Indian Patent Act, 1970 Any new invention in terms of technology and technique can be granted protection when registered with the concerned authority. Similarly, the software developed by automotive industries for further enhancement of the functions of the automobiles is also protected.
Designs Act, 2000 The aesthetic look of an automobile is the ultimate commercial feature of any automobile company. Further, automobile leaders such as Mercedes, GM, Honda, Toyota, Tata, Bajaj. Further, many more have already established their own brands with unique design impressions. Moreover, these industrial designs are extended protection under the Design Act 2000 upon registration with the relevant authority.


New legal updates in the automobile industry

The Government of India has attempted to introduce legislation to regulate advancements in automotive and mobility technology. However, most has not yet become law and is still in the nascent stages of development.

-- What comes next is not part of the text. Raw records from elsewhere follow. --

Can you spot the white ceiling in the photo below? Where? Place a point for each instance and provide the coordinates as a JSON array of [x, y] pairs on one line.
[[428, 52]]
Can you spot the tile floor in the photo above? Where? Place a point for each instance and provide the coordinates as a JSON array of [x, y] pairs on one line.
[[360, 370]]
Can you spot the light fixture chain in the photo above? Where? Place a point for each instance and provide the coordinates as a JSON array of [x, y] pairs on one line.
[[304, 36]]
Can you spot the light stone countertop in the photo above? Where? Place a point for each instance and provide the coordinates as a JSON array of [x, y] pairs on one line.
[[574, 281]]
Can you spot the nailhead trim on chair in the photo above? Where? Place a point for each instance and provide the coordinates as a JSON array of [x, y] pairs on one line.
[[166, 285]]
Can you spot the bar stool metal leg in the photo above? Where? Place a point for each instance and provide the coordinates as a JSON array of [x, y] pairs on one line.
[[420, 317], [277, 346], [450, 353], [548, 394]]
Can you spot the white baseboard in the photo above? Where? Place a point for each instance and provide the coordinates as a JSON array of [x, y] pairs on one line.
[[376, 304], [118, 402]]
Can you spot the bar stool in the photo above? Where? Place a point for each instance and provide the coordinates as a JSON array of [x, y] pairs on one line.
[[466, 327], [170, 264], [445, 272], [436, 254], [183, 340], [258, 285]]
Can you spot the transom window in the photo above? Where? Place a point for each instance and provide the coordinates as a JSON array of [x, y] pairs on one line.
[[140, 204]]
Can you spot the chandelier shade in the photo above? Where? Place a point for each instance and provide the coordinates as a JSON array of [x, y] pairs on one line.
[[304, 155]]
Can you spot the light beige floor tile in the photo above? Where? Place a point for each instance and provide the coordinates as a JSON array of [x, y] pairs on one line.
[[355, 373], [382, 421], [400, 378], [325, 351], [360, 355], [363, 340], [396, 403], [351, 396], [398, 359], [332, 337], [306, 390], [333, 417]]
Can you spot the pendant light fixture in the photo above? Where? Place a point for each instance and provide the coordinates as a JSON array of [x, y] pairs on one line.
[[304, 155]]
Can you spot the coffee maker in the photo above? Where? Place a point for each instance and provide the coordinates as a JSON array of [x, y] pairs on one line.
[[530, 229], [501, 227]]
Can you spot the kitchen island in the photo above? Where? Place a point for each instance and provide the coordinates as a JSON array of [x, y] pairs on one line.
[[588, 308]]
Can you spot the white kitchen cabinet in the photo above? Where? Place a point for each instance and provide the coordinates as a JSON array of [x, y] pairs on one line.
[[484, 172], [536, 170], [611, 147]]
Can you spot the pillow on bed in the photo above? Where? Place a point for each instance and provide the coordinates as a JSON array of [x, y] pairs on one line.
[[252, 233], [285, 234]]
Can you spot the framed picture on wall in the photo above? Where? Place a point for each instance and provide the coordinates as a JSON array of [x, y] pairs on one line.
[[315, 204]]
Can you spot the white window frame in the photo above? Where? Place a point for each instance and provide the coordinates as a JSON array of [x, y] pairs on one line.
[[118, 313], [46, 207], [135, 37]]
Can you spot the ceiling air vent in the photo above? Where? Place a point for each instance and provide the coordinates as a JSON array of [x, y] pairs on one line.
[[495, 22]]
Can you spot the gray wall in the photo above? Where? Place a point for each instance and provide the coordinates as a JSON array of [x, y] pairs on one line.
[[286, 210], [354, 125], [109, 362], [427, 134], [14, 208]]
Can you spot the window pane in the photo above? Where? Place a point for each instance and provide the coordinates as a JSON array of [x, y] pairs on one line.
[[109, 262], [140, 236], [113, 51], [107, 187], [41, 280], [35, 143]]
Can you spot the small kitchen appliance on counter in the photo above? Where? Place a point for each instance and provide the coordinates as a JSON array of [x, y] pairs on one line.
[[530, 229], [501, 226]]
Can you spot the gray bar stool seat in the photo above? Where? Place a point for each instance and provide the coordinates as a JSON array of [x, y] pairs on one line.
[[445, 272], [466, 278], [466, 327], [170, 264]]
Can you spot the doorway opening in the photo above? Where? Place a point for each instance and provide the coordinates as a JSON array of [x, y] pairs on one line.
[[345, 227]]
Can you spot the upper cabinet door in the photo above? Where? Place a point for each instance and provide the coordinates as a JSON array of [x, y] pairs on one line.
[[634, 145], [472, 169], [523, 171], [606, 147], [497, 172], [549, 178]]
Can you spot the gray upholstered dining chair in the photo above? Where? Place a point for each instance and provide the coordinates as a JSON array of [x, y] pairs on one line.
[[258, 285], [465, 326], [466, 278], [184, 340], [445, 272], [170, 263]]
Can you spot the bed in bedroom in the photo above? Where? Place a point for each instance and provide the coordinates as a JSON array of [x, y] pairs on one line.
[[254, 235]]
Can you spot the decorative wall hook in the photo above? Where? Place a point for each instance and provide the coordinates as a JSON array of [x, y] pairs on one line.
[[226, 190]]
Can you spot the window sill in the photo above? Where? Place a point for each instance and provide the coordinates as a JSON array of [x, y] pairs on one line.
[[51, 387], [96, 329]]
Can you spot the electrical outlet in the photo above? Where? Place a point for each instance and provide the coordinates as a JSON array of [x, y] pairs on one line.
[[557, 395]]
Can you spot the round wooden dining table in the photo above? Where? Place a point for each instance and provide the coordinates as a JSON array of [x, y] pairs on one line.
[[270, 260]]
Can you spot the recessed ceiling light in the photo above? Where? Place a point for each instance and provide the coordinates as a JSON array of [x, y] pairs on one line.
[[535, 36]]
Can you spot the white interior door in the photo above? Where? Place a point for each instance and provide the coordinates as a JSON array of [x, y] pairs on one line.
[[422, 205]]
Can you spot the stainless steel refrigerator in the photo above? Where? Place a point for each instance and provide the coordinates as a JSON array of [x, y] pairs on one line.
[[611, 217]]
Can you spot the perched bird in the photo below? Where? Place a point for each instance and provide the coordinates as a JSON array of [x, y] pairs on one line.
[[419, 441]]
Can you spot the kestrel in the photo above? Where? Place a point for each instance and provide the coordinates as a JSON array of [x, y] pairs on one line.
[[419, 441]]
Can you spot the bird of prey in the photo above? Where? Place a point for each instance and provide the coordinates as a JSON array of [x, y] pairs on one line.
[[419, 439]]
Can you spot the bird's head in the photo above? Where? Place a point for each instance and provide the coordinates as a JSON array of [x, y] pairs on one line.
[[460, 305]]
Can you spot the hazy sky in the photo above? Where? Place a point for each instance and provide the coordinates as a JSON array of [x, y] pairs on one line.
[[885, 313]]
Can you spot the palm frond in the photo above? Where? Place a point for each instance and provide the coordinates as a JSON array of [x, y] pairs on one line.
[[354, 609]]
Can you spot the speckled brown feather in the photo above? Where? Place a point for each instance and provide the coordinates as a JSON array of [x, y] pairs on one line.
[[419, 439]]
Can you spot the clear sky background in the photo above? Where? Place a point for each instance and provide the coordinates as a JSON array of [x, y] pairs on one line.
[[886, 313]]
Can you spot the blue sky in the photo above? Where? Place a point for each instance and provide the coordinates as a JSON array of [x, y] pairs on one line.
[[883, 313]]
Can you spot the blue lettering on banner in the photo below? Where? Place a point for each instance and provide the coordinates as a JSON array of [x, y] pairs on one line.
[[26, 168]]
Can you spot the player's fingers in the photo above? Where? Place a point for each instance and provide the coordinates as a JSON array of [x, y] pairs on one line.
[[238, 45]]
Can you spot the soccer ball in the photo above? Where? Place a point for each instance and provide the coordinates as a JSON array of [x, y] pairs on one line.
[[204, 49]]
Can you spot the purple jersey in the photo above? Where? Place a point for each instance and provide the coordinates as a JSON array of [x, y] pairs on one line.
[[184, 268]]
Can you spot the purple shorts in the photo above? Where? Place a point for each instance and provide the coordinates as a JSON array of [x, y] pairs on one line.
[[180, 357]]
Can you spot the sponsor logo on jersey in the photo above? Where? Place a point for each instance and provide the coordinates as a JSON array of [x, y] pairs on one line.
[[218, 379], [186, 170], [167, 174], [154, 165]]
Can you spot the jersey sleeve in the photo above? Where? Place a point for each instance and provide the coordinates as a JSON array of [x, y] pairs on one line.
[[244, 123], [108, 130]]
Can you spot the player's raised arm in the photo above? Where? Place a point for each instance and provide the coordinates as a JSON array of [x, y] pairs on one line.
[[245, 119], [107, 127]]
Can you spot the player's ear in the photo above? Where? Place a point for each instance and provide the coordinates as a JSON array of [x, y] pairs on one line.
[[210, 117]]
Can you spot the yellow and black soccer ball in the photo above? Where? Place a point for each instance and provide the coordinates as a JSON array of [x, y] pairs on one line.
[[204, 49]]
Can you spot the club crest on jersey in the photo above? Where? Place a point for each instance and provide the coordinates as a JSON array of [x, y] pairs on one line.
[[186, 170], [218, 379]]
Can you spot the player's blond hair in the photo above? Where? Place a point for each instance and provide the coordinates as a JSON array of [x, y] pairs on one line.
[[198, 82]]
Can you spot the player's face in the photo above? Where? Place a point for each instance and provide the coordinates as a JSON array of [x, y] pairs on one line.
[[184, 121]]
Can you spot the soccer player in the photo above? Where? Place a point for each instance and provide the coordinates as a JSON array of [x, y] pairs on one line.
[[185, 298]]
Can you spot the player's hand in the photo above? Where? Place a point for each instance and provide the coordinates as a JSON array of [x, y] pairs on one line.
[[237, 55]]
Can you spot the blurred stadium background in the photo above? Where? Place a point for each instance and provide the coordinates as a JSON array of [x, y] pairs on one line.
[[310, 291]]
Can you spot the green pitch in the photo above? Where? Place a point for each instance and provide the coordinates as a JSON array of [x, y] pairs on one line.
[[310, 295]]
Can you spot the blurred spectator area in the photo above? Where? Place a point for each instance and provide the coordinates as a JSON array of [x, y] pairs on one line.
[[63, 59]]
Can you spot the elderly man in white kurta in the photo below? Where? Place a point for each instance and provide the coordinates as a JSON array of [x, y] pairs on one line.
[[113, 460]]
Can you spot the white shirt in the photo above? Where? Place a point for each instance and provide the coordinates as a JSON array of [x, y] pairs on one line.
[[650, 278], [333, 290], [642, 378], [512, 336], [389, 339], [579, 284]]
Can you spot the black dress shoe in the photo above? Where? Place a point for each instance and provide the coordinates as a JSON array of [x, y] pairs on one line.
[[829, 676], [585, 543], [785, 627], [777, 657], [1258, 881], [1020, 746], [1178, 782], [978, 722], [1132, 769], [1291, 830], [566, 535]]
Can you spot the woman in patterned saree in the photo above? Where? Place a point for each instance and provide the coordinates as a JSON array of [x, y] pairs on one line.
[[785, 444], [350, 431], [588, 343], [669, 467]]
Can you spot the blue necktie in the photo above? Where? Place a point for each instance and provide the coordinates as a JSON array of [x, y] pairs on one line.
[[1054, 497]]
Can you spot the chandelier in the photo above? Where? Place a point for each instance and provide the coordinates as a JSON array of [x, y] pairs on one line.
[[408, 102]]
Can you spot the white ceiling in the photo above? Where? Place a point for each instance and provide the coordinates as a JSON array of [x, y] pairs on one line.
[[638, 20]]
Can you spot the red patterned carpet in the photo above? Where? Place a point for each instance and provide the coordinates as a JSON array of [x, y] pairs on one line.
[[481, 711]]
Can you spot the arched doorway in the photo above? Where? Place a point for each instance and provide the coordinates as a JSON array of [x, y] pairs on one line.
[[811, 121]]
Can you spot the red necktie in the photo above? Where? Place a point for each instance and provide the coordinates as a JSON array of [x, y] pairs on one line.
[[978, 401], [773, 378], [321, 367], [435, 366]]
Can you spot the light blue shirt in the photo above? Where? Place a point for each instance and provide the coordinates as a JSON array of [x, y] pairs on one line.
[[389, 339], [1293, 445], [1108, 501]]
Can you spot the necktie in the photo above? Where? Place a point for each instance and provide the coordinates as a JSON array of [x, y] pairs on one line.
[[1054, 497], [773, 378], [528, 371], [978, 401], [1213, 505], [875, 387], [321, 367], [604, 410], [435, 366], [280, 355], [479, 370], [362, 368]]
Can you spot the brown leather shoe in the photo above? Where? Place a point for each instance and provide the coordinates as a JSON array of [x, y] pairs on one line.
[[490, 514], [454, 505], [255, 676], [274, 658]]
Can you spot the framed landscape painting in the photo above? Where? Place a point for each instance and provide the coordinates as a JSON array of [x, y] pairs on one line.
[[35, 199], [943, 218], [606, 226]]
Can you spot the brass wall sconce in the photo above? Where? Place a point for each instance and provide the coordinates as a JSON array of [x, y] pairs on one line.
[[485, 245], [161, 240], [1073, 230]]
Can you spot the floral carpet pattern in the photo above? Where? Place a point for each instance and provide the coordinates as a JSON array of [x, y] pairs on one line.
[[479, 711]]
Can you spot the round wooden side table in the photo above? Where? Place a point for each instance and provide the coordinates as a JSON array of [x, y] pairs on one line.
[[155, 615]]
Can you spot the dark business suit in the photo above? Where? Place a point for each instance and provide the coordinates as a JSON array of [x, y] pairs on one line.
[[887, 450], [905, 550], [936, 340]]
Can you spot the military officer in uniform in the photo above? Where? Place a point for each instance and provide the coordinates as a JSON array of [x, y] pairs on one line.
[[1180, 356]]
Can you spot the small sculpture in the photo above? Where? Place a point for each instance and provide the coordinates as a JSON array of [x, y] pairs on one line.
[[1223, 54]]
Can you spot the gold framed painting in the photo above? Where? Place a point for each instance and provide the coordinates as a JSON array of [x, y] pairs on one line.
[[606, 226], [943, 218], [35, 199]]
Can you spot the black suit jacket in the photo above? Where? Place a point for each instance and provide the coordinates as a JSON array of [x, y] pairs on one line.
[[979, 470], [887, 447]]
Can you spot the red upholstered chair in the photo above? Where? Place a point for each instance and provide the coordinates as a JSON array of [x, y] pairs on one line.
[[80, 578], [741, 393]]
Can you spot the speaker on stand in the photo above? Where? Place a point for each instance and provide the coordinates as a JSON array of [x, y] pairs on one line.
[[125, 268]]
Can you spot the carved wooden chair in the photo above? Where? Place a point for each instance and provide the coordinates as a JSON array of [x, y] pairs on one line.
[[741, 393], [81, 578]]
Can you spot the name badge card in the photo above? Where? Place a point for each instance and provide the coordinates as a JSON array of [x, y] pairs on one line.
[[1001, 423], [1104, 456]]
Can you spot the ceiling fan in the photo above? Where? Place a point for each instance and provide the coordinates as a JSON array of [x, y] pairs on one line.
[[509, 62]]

Such legislation includes the Geospatial Information Regulation Bill 2016, which proposes to regulate the acquisition, dissemination, publication, and distribution of geospatial information. Additionally, this includes geospatial imagery or data acquired through space or aerial platforms. Further, such as satellites, aircraft balloons, or graphical or digital data depicting natural. Additionally, man-made physical features, phenomena, or boundaries of the earth. The bill proposes the creation of a Security Vetting Authority. 


The government of India has also launched several schemes to encourage the growth of the automotive sector, such as:

  • The Automotive Mission Plan 2016, which objects to increase domestic production of automobiles, increase automotive exports and address environmental and safety challenges;

  • Moreover, the National Automotive Testing and R&D Infrastructure Project, which has been set up to enable the industry to adopt and implement global performance standards by establishing nationwide automobile testing agencies;

  • Additionally, the National Electric Mobility Mission Plan 2020, which delivers incentives to manufacturers of and purchasers of electric cars; and

  • Further, the Faster Adoption and Manufacturing of (Hybrid) and Electric Vehicles in India) the scheme, which offers monetary incentives to producers and purchasers of eco-friendly vehicles in the country. Moreover, the government of India approved the second phase of the scheme in February 2019.